Sunday, September 12, 2010
Stolen by Lucy Christopher
Stolen: A Letter To My Captor
Sixteen year old Gemma is kidnapped from Bangkok airport and taken to the Australian Outback. This wild and desolate landscape becomes almost a character in the book, so vividly is it described. Ty, her captor, is no stereotype. He is young, fit and completely gorgeous. This new life in the wilderness has been years in the planning. He loves only her, wants only her. Under the hot glare of the Australian sun, cut off from the world outside, can the force of his love make Gemma love him back? The story takes the form of a letter, written by Gemma to Ty, reflecting on those strange and disturbing months in the outback. Months when the lines between love and obsession, and love and dependency, blur until they don't exist - almost.
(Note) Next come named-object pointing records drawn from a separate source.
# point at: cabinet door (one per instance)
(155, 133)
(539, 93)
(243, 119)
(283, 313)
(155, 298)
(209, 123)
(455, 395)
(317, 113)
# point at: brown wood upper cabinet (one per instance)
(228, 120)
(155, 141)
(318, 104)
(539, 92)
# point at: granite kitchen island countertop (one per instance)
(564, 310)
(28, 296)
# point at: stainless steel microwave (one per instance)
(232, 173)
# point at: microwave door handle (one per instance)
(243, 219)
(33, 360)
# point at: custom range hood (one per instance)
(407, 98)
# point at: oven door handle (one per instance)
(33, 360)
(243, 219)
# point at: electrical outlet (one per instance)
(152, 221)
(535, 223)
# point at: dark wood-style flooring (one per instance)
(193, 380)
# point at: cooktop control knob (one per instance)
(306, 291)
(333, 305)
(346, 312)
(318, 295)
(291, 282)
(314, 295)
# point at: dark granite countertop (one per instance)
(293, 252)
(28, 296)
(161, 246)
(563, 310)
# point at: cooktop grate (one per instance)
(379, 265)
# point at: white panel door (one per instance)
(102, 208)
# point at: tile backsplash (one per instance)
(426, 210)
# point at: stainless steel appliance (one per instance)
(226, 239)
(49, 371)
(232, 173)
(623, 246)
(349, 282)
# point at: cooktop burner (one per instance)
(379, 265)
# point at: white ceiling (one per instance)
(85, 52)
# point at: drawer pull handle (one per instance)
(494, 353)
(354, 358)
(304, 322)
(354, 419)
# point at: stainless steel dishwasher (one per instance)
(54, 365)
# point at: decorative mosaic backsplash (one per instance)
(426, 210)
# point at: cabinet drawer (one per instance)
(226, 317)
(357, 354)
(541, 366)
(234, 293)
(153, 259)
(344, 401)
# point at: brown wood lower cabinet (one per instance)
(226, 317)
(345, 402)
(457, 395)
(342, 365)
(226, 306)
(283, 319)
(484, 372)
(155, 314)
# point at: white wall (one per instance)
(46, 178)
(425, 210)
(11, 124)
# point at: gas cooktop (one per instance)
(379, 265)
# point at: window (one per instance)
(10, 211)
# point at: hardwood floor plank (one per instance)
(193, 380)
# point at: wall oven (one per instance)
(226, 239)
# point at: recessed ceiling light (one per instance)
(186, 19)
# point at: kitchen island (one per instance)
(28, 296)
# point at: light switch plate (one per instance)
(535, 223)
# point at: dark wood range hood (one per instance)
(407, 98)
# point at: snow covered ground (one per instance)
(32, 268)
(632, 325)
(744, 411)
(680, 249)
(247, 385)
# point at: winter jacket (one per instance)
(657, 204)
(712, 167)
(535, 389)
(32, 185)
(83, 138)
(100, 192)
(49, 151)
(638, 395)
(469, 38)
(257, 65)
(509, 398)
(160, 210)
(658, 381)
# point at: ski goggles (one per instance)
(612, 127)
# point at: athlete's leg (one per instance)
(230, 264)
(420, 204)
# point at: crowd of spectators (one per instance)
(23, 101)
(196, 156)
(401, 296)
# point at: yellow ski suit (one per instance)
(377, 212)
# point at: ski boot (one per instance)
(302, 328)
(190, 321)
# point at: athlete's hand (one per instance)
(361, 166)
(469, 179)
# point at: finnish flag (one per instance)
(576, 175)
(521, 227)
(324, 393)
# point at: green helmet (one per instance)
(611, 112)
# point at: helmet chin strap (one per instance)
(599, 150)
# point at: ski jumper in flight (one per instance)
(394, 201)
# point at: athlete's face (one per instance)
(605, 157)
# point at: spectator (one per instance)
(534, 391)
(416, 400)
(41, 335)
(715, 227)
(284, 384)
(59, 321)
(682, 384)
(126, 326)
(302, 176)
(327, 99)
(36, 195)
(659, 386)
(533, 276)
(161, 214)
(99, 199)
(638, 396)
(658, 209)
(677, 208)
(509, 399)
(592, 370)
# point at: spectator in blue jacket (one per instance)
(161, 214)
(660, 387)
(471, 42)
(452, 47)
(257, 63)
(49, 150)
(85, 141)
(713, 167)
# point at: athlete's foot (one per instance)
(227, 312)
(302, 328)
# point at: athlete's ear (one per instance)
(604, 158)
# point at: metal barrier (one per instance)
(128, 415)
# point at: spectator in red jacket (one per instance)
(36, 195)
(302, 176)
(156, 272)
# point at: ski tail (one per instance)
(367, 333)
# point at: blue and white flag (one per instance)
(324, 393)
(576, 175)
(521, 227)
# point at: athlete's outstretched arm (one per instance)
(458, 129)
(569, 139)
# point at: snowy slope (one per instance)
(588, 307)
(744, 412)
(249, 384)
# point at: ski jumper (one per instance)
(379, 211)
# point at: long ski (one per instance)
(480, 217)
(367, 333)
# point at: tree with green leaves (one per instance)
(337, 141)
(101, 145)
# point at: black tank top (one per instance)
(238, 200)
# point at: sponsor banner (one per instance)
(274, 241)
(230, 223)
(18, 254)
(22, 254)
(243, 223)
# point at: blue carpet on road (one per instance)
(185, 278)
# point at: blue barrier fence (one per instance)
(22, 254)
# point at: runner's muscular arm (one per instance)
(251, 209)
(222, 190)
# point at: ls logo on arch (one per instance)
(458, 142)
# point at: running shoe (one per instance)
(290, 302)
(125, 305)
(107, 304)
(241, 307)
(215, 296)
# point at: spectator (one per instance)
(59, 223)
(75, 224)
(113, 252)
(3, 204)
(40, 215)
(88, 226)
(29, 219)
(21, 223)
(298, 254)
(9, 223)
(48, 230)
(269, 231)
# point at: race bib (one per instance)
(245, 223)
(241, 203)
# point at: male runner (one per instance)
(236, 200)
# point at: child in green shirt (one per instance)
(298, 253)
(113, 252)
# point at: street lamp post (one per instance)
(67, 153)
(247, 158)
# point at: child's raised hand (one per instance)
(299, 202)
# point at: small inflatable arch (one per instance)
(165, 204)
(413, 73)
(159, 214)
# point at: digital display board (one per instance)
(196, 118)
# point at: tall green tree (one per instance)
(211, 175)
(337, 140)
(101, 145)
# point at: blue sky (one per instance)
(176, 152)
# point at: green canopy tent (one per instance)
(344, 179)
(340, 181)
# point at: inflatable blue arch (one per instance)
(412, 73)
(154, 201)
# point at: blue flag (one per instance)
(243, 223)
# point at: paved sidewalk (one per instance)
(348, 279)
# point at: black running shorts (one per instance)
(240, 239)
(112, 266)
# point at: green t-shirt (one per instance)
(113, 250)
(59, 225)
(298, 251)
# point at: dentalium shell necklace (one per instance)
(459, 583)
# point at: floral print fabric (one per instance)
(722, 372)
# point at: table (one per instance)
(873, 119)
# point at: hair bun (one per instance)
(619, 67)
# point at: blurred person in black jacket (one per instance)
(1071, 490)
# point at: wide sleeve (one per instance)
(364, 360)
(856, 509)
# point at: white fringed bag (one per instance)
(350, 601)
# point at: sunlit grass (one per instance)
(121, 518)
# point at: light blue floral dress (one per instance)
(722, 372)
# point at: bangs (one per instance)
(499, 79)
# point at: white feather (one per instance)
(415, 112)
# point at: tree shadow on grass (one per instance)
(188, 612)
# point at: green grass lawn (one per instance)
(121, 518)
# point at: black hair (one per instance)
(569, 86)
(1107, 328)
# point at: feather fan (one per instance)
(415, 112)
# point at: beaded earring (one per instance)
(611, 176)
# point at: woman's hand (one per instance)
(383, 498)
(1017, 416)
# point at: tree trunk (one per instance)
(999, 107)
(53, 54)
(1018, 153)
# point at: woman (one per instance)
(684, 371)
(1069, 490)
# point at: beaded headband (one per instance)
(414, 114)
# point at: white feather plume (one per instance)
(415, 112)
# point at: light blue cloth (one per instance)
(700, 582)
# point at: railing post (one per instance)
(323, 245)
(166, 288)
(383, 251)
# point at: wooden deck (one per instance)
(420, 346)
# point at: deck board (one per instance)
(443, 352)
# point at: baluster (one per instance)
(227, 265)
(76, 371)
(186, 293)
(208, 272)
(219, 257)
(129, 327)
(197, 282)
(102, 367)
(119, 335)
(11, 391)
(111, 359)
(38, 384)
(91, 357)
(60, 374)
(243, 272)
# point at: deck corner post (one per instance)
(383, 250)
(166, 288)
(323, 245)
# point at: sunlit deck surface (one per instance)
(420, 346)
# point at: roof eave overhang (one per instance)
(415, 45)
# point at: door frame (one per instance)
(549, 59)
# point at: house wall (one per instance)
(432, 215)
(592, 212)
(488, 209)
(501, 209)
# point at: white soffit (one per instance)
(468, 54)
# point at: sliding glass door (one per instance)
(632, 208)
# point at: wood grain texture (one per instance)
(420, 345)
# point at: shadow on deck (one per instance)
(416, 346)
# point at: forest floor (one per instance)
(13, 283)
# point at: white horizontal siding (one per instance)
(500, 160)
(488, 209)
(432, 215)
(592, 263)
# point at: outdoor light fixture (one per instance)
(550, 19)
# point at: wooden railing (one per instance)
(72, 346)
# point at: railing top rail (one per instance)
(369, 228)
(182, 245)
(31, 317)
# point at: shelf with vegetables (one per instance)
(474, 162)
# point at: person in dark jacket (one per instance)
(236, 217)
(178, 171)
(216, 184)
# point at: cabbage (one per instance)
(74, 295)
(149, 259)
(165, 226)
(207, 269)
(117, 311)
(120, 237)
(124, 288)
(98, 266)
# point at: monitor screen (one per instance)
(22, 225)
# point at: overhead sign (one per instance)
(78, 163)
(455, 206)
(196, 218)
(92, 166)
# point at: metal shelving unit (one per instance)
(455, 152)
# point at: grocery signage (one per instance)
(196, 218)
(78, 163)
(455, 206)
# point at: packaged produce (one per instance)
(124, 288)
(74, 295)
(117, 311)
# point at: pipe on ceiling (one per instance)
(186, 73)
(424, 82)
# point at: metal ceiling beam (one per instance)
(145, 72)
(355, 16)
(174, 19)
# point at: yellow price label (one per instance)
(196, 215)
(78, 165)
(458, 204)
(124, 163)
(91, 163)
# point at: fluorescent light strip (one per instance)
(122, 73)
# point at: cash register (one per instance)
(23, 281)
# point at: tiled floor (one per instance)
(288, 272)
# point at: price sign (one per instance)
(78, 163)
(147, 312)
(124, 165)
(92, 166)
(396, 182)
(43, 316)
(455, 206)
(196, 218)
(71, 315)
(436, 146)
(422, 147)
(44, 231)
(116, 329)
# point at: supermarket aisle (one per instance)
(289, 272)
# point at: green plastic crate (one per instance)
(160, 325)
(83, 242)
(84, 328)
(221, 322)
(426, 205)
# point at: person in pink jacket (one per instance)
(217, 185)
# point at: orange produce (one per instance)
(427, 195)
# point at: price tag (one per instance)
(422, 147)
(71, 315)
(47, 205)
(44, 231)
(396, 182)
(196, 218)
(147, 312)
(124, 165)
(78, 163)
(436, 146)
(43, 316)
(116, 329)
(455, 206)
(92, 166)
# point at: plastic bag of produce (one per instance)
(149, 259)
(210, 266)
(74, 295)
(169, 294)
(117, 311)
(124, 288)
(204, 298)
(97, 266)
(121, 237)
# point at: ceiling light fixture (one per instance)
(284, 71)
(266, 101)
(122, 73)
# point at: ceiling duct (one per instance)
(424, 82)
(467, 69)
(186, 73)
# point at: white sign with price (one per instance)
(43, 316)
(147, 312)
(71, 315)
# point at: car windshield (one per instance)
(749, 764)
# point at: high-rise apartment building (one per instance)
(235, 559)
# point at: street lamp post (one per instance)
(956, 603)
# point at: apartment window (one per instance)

The story and writing by Lucy Christopher was absolutely incredible, but I'm still not sure how I feel about the end of Stolen and the lack of a true conclusion. The structure of the book is one long letter written by Gemma to Ty, the man who kidnapped her from a Bangkok airport and brought her to his home in the Australian Outback. The book is haunting, and the characters remain in your subconscious long after you put the book down. My emotions throughout this book scaled each end of the spectrum as Gemma tells the disturbing story in her own words--exactly what happened in that desert. Although I felt that nothing much happened in the day-to-day telling of the story, I was so wrapped up in the emotional journey that I found it hard to tear myself away and put the book down. Gemma discovers that Ty has been a shadow in her life for longer than she is willing to believe, but with her forced captivity, she gets to know him and although she knows what he did was wrong, even with everyone pushing her to say and think otherwise, she's unwilling to believe that he is a terrible person deep down inside. He proves this with his actions towards the end of the book. In the end, I do not truly know if Gemma suffered from Stockholm syndrome, her true feelings toward Ty were rational in the sense that she both hated him and loved a part of him that opened her eyes to a different world.